Digital Lending is about to become even more regulated with RBI’s Digital Lending Directions, 2025, coming into full play from January 1, 2026. This means that banks and NBFCs, using digital platforms or applications to offer loans, will have to seek prior consents from their customers relating to personal information access.
This will also provide the consumers control over their data. This will ensure that loan apps are not able to access their contact, location, camera, or device functionality without their consent, and consumers can also withhold consent to collect data at any time. The lender will also be required to specify the reason for data collection, how it will be stored and how it will be shared.
Another important requirement is that of a mandatory Key Fact Statement (KFS), which is to be provided to the consumer prior to their acceptance of any loan product.

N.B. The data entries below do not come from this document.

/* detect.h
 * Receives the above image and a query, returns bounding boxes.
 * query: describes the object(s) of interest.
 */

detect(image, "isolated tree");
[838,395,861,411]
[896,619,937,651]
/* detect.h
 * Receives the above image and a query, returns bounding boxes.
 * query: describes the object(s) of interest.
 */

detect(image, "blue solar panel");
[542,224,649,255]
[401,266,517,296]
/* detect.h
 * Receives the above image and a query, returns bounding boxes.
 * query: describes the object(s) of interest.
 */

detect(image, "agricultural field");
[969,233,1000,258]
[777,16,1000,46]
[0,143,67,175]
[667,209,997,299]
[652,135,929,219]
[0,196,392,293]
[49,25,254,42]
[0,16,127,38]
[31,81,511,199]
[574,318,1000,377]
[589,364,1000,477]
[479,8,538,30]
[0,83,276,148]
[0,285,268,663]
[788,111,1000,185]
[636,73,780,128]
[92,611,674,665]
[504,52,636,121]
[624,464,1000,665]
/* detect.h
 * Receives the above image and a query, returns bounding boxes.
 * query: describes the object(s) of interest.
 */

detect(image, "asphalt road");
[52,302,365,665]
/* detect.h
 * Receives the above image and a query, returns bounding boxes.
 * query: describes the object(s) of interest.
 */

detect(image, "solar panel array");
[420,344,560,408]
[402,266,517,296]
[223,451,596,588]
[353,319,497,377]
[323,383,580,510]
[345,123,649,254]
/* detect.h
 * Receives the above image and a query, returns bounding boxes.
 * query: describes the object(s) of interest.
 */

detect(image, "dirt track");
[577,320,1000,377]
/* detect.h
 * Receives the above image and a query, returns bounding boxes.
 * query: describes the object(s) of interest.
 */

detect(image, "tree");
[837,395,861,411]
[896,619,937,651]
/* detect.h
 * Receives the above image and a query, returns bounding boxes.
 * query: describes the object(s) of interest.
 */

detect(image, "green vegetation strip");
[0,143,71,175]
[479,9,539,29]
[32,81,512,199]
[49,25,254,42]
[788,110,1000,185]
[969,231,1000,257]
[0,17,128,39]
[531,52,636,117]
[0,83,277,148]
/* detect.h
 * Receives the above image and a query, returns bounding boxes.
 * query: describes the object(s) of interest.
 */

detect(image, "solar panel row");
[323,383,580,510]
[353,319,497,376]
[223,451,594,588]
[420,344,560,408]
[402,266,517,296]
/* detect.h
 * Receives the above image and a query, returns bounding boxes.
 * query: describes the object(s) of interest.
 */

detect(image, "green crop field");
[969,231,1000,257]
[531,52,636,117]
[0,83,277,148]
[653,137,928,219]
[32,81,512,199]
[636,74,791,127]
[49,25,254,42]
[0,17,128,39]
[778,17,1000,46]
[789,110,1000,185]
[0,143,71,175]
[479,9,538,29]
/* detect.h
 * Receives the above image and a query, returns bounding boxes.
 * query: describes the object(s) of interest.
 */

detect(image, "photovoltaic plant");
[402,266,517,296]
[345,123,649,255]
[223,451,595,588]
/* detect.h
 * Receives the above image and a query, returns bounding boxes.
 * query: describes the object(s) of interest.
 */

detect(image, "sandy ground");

It is a fact sheet that lists the total borrowing cost, thereby allowing consumers to make informed decisions.
From January 1, 2026, online and mobile channels for banks will be regulated according to the RBI’s Digital Banking Channels Authorisation Directions, 2025. These rules apply to the onboarding and use of digital banking services across banks.
For customers, one important aspect is that a bank must secure prior consent before registering or deregistering a customer for any form of digital banking services. A customer cannot, under any circumstances, be forced to use a digital bank as a prerequisite for accessing any banking products or services offered by a bank. A bank must also provide a customer with clear information concerning notifications associated with digital services.
Under the framework, standards for governance, cybersecurity, and operational risk are also stipulated for the digital platforms of the banks. This is largely a technical process but is designed to reduce the risk of service outages, unauthorised transactions, and other issues that impact bank customers.
TRAI has directed the adoption of the ‘1600’ numbering series for all commercial banks regarding service and transactional calls from January 1, 2026. Other financial entities under the banking, financial services, and insurance sector will follow under their staggered deadlines in early 2026.
This will give customers a clear way to recognise genuine calls coming from the bank. Numbers beginning with 1600 will signify to the customers that the call is related to their transaction alerts, loan, or any type of account update.
Alongside these changes, regulatory attention remains focused on the handling of grievances within the framework for the Integrated Ombudsman. Although this mechanism is already functional, regulatory initiatives from 2026 are expected to encourage quicker resolution and lower pendency levels for customer complaints on banking and online issues.
For consumers, this will translate to more organised escalation and timely resolution of disputes related to loans, online transactions, and service delivery.